Lake of the Green Well
It was a gray, cloudy day when a wanderer passed through the mountains of Cwym Dyli. After walking for miles, the traveler was tired and decided to take a break. Looking around they happened to find a lake that was a deep shade of evergreen, and resolved to rest by the water bank for the afternoon.

It was then that they spotted something quite odd swimming around in the water. Peering closer, they saw the scaly hide of something large and gliding about. Before they could utter a sound, a large creature rose up from the water and hissed, sneering down at them.

“What are you?” said the stunned traveler.

“I am the Afanc,” said the serpent, writhing about. “Have you come here to make a mockery of me?”

“Why would I do that?”

“Because that is what your people do,” the Afanc hissed. “They come to Llyn y Ffynnon Las to see if they can catch a glimpse of me. They like to taunt and tease the beast you see before you.” The Afanc swished its tail and gave the traveler a wicked grin. “If they survive, that is. Some do not fear for their safety all too well.”

The traveler made a point to take a few steps back away from the bank, cowering under the serpent’s glare. “Then why don’t you leave?”

“Leave? Leave? As if I have never thought of that!” he growled. That is when the traveler saw the glint of metal in the water. The long, iron chains kept the beast at a safe distance, possibly anchored to the bottom of the lake.

“How did you become trapped here?” They took another step back for good measure.

“Curious thing, are you? So many questions,” the Afanc hissed. “Fine, then. I shall sate your indulgence.”

“I used to reside in Llyn Llion, a far lovelier place than this. It was a peaceful life, tending to my own business. That was before that man and his people invaded my home.” The traveler inched closer, showing interest in the Afanc’s tale.

“I do not recall his name,” he continued. “All I know is that he thought it best to plough the land and muddy the water. The insolence! I attempted to drive out his people from my home, but flooding the lands was not enough.

“Then he bested me by sending in a village girl as a distraction. I must admit, some of your kind can be—quite captivating.” He paused, shaking his head. “I never thought he would use one of his own people as bait.”

“And the village girl?” The traveler asked, leaning in.

“Oh, her.” He smiled ruefully. “Obviously, I tore her to shreds!” Snapping his jaw shut only inches away from traveler, they jumped back and began running as far away from the Afanc as possible.

“And don’t come back,” the beast hissed, sinking back into the water.

The clouds continued to darken as the traveler kept a steadfast pace, deciding never again to wander into the mountains of Cwym Dyli.



Author’s Note

In the original story of Hu Gadarn (Hu the Mighty), the titular character rules over the Cymry people (the Welsh) and decides to move from Summer Country to Honey Isle (what we know today as Anglesey, Wales in the UK). However, they are disturbed by the Afanc that lives nearby in Llyn Llion (Lake of Waves). The Afanc makes an unsuccessful attempt to flood the area to drive out the Cymry.
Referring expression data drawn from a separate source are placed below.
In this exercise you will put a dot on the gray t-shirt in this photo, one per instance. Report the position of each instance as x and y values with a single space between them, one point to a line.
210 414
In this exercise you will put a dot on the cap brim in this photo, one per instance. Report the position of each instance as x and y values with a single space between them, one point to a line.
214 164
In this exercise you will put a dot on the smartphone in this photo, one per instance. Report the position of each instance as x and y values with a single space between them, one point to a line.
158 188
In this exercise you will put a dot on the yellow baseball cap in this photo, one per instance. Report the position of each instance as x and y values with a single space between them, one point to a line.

Hu Gadarn decides to use one of the women to lure the Afanc to sleep and bind him with iron chains. The Afanc attacks the woman in revenge but is unable to escape his fate, as Hu Gadarn’s team of oxen pull him to Llyn y Ffynnon Las (Lake of the Green Well). I was interested in writing from the Afanc’s point of view, with the traveler allowing us to understand his side of the story. I suppose he would be very bitter about the whole situation.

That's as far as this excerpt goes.